En mayo de 1833, en una revelación que dio por medio del profeta José Smith en Kirtland, Ohio, el Señor dijo:
“…la verdad es el conocimiento de las cosas como son, como eran y como han de ser …
“El Espíritu de verdad es de Dios… Él [Jesús] recibió la plenitud de la verdad…
“y ningún hombre recibe la plenitud, a menos que guarde sus mandamientos.
“El que guarda sus mandamientos recibe verdad y luz, hasta que es glorificado en la verdad y sabe todas las cosas”2.
En esta era de luz en que se ha restaurado la plenitud del Evangelio, ninguno de nosotros tiene porqué navegar por mares desconocidos ni viajar por rutas sin señales en busca de la fuente de la verdad, puesto que nuestro amoroso Padre Celestial nos ha marcado el curso y proporcionado un mapa infalible: ¡la obediencia!

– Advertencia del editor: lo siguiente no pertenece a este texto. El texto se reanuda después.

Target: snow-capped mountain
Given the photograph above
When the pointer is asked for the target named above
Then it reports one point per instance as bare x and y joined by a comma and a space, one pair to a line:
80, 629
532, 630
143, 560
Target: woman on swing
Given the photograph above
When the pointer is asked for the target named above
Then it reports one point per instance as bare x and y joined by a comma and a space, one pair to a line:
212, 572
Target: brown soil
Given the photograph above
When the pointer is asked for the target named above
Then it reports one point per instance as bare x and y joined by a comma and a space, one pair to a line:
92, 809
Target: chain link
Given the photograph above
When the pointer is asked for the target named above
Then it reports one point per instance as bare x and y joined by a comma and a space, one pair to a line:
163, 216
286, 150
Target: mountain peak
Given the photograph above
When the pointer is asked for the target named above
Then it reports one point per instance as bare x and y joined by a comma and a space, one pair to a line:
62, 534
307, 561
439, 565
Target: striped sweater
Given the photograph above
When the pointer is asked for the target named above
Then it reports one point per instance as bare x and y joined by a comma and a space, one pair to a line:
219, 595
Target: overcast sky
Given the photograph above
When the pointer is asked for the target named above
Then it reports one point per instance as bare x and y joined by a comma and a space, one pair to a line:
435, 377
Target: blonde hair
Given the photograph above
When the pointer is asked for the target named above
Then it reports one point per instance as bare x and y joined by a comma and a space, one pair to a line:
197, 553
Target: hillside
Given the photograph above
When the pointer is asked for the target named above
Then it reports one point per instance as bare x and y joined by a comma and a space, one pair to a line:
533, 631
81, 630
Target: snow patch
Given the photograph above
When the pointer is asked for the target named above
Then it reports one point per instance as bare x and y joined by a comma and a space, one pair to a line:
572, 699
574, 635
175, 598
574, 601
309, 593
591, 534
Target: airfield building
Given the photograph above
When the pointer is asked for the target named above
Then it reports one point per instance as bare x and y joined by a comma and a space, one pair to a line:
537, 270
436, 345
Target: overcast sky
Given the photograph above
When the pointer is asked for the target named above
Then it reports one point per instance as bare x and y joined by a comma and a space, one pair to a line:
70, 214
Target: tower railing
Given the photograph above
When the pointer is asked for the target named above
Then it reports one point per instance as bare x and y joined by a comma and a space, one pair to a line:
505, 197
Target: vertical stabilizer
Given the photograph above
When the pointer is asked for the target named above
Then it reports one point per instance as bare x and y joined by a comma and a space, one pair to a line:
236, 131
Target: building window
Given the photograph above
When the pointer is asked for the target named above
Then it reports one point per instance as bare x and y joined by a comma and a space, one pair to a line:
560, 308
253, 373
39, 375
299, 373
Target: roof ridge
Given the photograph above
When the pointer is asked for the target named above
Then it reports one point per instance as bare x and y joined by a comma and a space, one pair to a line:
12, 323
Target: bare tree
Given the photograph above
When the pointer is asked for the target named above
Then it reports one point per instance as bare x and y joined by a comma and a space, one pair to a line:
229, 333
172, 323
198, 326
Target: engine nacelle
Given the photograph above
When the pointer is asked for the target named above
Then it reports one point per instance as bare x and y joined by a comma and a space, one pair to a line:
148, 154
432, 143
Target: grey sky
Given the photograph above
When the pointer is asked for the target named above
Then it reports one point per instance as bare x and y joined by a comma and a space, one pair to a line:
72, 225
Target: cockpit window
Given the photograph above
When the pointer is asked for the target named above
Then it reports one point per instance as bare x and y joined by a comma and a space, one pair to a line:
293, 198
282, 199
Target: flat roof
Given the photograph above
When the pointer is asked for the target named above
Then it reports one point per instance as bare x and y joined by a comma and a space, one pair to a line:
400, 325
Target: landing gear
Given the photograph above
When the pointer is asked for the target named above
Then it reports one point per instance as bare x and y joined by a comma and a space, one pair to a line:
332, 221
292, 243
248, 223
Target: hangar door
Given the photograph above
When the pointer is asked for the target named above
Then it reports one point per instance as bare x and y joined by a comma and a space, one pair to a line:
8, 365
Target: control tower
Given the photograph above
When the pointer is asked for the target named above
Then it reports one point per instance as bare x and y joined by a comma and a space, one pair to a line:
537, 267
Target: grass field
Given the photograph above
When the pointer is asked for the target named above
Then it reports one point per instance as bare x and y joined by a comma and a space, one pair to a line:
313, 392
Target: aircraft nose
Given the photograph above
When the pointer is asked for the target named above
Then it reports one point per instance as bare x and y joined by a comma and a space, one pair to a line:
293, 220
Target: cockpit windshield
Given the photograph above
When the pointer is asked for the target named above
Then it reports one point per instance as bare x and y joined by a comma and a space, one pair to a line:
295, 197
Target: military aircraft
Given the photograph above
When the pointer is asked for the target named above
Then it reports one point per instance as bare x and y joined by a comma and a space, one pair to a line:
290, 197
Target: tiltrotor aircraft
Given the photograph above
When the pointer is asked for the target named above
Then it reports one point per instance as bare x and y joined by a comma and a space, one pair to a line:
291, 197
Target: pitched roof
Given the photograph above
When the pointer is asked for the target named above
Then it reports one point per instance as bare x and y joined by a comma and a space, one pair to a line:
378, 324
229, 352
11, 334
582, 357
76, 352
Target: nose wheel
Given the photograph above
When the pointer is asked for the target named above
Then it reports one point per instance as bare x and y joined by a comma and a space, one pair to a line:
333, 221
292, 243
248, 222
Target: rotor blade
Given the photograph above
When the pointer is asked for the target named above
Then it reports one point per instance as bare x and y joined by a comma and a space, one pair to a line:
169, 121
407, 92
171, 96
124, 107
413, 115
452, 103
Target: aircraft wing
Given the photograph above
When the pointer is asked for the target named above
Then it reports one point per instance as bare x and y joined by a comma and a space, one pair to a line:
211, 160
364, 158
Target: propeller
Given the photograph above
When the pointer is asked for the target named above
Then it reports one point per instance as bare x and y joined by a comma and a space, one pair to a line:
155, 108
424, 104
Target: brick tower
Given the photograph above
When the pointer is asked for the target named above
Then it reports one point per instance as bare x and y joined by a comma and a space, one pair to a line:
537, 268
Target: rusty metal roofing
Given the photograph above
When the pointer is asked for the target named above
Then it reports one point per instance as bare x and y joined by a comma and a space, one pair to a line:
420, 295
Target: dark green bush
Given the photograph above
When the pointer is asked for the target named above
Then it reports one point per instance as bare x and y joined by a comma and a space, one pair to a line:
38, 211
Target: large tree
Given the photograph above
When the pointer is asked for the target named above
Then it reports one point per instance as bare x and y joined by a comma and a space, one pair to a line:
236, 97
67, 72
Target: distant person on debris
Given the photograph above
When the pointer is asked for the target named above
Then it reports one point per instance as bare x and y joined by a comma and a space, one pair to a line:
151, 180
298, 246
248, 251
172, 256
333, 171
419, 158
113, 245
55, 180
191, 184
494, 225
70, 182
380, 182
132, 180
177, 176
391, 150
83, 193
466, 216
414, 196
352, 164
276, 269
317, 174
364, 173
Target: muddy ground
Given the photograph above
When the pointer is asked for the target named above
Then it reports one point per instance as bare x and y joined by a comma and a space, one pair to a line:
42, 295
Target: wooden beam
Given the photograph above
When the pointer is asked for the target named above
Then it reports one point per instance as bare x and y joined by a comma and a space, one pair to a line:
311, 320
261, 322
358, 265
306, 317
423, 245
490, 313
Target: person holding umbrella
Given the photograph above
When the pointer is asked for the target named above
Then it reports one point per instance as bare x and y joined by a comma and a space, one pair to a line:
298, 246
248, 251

Su palabra revelada describe vívidamente las bendiciones que trae la obediencia, y el pesar y la desolación inevitables que acompañan al viajero que se desvía hacia los senderos del pecado y del error. Samuel amonestó a una generación que estaba empapada en la tradición de sacrificar animales, diciéndoles: “Ciertamente el obedecer es mejor que los sacrificios, y el prestar atención que la grosura de los carneros”3.
Los profetas, tanto antiguos como modernos, han conocido la fortaleza que se recibe por la obediencia. Recuerden a Nefi: “Iré y haré lo que el Señor ha mandado”4. O la hermosa descripción que hizo Mormón de la fortaleza que poseían los hijos de Mosíah:
“…se habían fortalecido en el conocimiento de la verdad; porque eran hombres de sano entendimiento, y habían escudriñado diligentemente las Escrituras para conocer la palabra de Dios.
“Mas eso no es todo; se habían dedicado a mucha oración y ayuno; por tanto, tenían el espíritu de profecía y el espíritu de revelación, y cuando enseñaban, lo hacían con poder y autoridad de Dios”5.
Guarden los mandamientos
El presidente David O. McKay (1873–1970), en uno de sus mensajes de apertura para los miembros de la Iglesia durante una conferencia general, nos dio una guía para nuestros tiempos de manera muy sencilla pero muy potente: “Guarden los mandamientos de Dios”6.
Ese fue el tema principal de las palabras del Salvador cuando dijo: “Porque todos los que quieran recibir una bendición de mi mano han de obedecer la ley que fue decretada para tal bendición, así como sus condiciones, según fueron instituidas desde antes de la fundación del mundo”7.
Las propias acciones del Maestro dan crédito a Sus palabras: Él demostró amor sincero por Dios llevando una vida perfecta y honrando la misión sagrada que tenía; nunca fue altivo; nunca se llenó de orgullo; nunca fue desleal. Él fue siempre humilde, siempre sincero, siempre verídico.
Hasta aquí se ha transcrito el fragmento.